Jornada Roa de Bará-Calafat de Mar 33 millas de la revuelta
Previsión: a primera hora nada de viento, a partir de las 13:00 horas tendremos hasta 12 nudos por la amura, que se irán a la proa a partir de las 17:00
Zarpamos a las 9:15 y sacamos mayor, sin quitar motor salimos un par de millas al mar para ver si hay alguna brisa. La brisa es mínima, aún así todo, paramos motor y nos quedamos a la deriva.

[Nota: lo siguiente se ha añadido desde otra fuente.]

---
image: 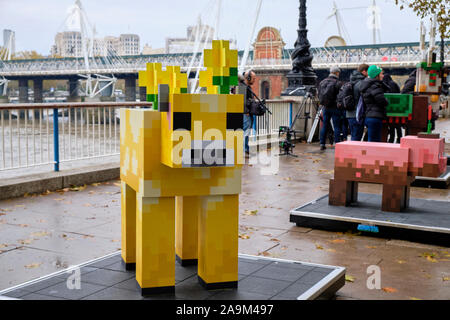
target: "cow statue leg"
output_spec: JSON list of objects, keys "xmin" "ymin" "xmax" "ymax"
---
[
  {"xmin": 121, "ymin": 180, "xmax": 136, "ymax": 270},
  {"xmin": 198, "ymin": 194, "xmax": 239, "ymax": 290},
  {"xmin": 328, "ymin": 179, "xmax": 358, "ymax": 206},
  {"xmin": 136, "ymin": 194, "xmax": 175, "ymax": 295},
  {"xmin": 175, "ymin": 196, "xmax": 201, "ymax": 266}
]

Cuando estamos a 2 millas del cabo de Gros en Torredembarra, parece que sube un poco el viento, sacamos génova y nos empuja a casi 2 nudos, como para derrapar, paciencia



.
Hoy por la mañana Javier el cofrade Platazul me manda un mensaje, diciéndome que en L’Ametlla hoy hay una encuentro de vela latina. Así que llamamos por teléfono, para comprobar si podemos reservar atraque para esta noche y nos dicen que tienen todo ocupado, que llamemos más tarde. Llamamos al puerto de Calafat, nos dicen que tienen sitio y nos dan el precio de 30,7€. Dejamos hecha la reserva y nos asignan atraque. Así que improvisamos y cambiamos la ruta a Calafat
Cuando estamos a 5 millas de Tarragona, el viento a subido hasta los 10-11 nudos por la amura, empujándonos hasta los 4,5kn, casi a rumbo directo y un par de millas más adelante sube hasta 12-13 y nosotros superamos los 5 nudos.

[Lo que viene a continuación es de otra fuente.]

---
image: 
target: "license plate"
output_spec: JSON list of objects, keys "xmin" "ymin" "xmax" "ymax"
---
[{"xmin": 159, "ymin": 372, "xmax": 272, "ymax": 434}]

Cuando pasamos el cabo de Salou, nos están entrando 18-20 kn y empieza a entrar la ola de viento, que nos frena. Ponemos dos rizos y seguimos ciñendo a rumbo casi directo a 4,5 nudos.
Cuando toca la hora de preparar la comida, abrimos mayor, para quitar escora. No queremos que algún utensilio o persona salgan lanzados. Cuando acabamos de comer, cazamos escota y seguimos a ritmo, rumbo a Calafat .
El viento cada vez es más fuerte, cuando nos faltan 9 millas para Calafat aparece el 22 en el anemómetro y además se va a la proa. Ya no podemos hacer rumbo directo, tenemos que dar bordos.
A las 19:30 estamos delante del puerto quitando velas. Llamamos por el 9 y nos dice el marinero que le tenemos que dar 10 minutos, que estaba ayudando a otro barco, así que ponemos el motor al tan-tan y poco a poco vamos entrando en el puerto. Cuando hemos sobrepasado la roja y la verde, nos llama el marinero por la emisora y nos dice que está en el pantalán de espera, nos ayuda a amarrar y nos dice que si queremos nos podemos quedar allí mismo, aceptamos y el mismo nos hace el cheking.
Cenamos en la bañera y después de escribir estas líneas tendré el sueño reparador.
Resumiendo, jornada cómoda hasta Salou, donde la escora empieza a ser incómoda y sobre todo en las 9 últimas millas, donde hemos tenido que hacer varios bordos. Pero una vez más podemos decir eso “de puerto a puerto a vela y tiro porque me lleva el viento”.